Pali pali was at the center of this period of rapid industrialization under the rule of Park’s father, former President Park Chung Hee.
“Collusion between private companies and government bureaucrats is still a structural problem in South Korea that contributed to the Sewol sinking,” said Kim Cheol, a researcher at the Public Policy Institute for People in Seoul.
There are many ways in which the Sewol fits a narrative many thought had been consigned to the past.
Prosecutors found the ferry had been dangerously redesigned, though the overhaul was approved by four different government and mandated non-government agencies, and was overloaded on its journey from Incheon to the resort island of Jeju. An inexperienced crew member was at the wheel in notoriously difficult waters when the boat began to list, with the captain absent in his cabin.
Lee Su Ha, whose 17-year-old son, Jun Woo, died on the ferry, says families of the victims are angry because the government has ignored broader issues raised by the sinking in favor of narrowly focusing on those immediately involved.
“While there may have been overloading, sharp veering or an inexperienced steersman, there’s also supposed to be government oversight of these things,” he said. “There are many more who can be held responsible. That’s what the families are talking about.”
Ferry inspections are still conducted poorly while crew safety training is neglected, the audit agency said in its report. Officials still approve illegal modifications of ships, while crew members lie to authorities about the amount of time they spend at sea to boost their credentials, the agency found.
The chief of operator Chonghaejin Marine Co. was sentenced to 10 years in jail for violating maritime safety regulations in November. The ruling came five months after police found the decomposed body of Yoo Byung Eun, the tycoon whom officials identified as the operator’s de facto owner. Police haven’t given a cause of death for Yoo, who was the subject of a massive police manhunt at the time.
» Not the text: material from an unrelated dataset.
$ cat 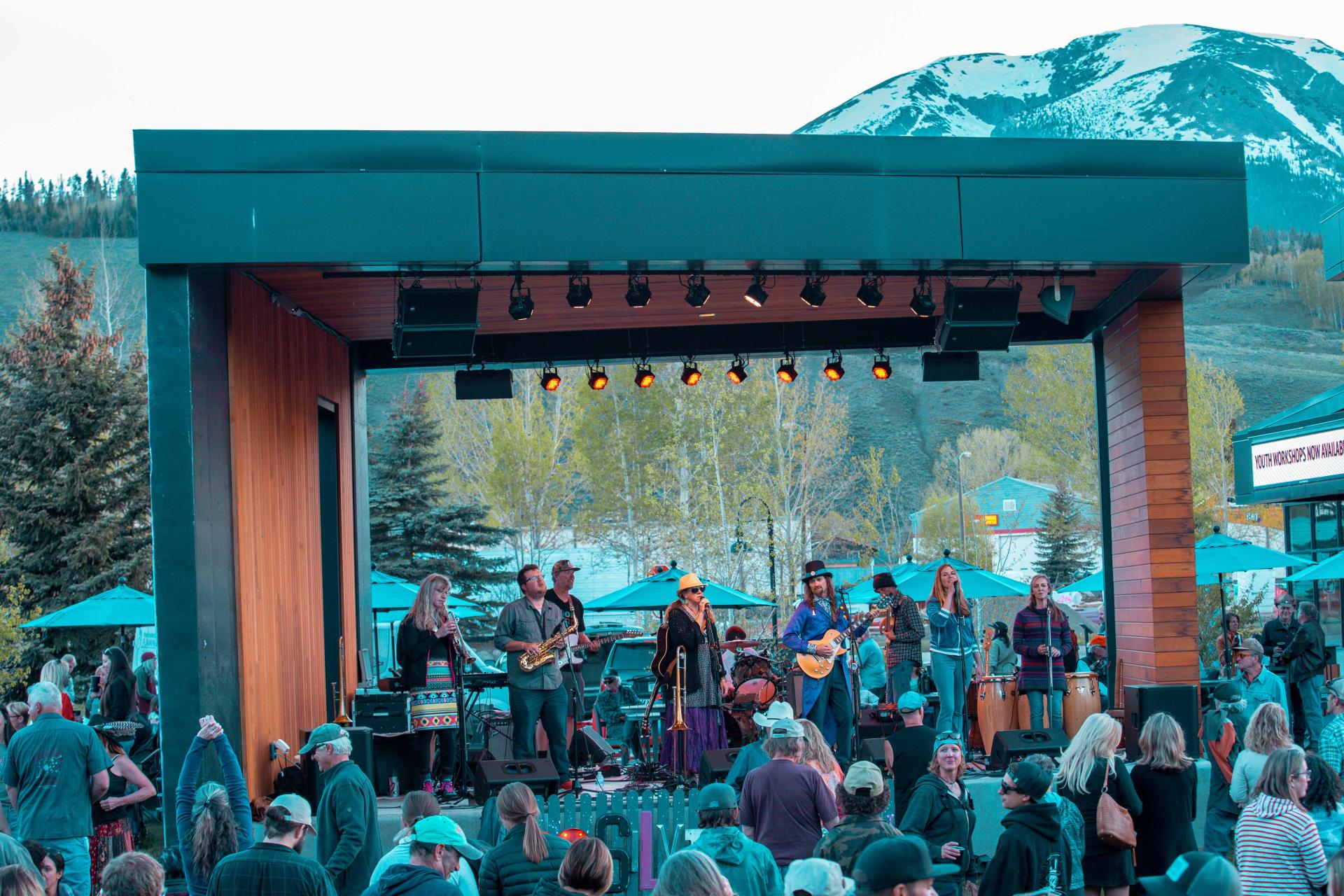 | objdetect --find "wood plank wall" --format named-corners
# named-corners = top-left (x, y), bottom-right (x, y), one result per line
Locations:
top-left (230, 274), bottom-right (356, 797)
top-left (1103, 300), bottom-right (1199, 684)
Opponents have also pounced on legislation seen as actually weakening public security. Of 852 regulations identified for repeal during Park’s term in office, 119 are related to safety standards, according to a study by the Public Policy Institute for People.
Criticism of the Park administration’s failure to enact meaningful marine rules is unfair, said Hong Sung Gul, a professor of policy studies at Seoul’s Kookmin University, pointing to the political fighting over the conditions of the Sewol investigation. Park’s ruling party argued that giving powers of special prosecution to the committee would give Park’s opponents too much leeway to press charges against officials and even the president herself.
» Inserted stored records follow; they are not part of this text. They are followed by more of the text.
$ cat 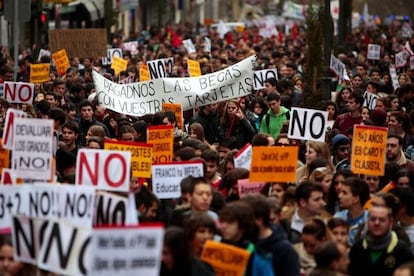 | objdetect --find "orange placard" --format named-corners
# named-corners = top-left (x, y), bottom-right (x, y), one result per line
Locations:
top-left (30, 63), bottom-right (50, 83)
top-left (147, 126), bottom-right (174, 164)
top-left (52, 49), bottom-right (70, 76)
top-left (201, 240), bottom-right (250, 276)
top-left (139, 63), bottom-right (151, 81)
top-left (162, 102), bottom-right (184, 129)
top-left (187, 59), bottom-right (201, 77)
top-left (0, 138), bottom-right (10, 175)
top-left (111, 56), bottom-right (128, 76)
top-left (351, 125), bottom-right (388, 176)
top-left (104, 139), bottom-right (152, 178)
top-left (249, 146), bottom-right (299, 182)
“Park’s critics turn a blind eye to the real reasons the ship sank,” Hong said. “Society has gone mad with legally unreasonable demands, while rampant rumors cloud rational discussion. Anything she does with an earnest intention is greeted with excessive criticism.”
For parent Moon, picketing against the government near a memorial for the students in Ansan, the south of Seoul, the message he wants to deliver to the president is clear.
“She should stake her power on finding out what went wrong and how we can avoid disasters like this from repeating, while listening to the victims, if she’s really the president who wants a safer country,” he said.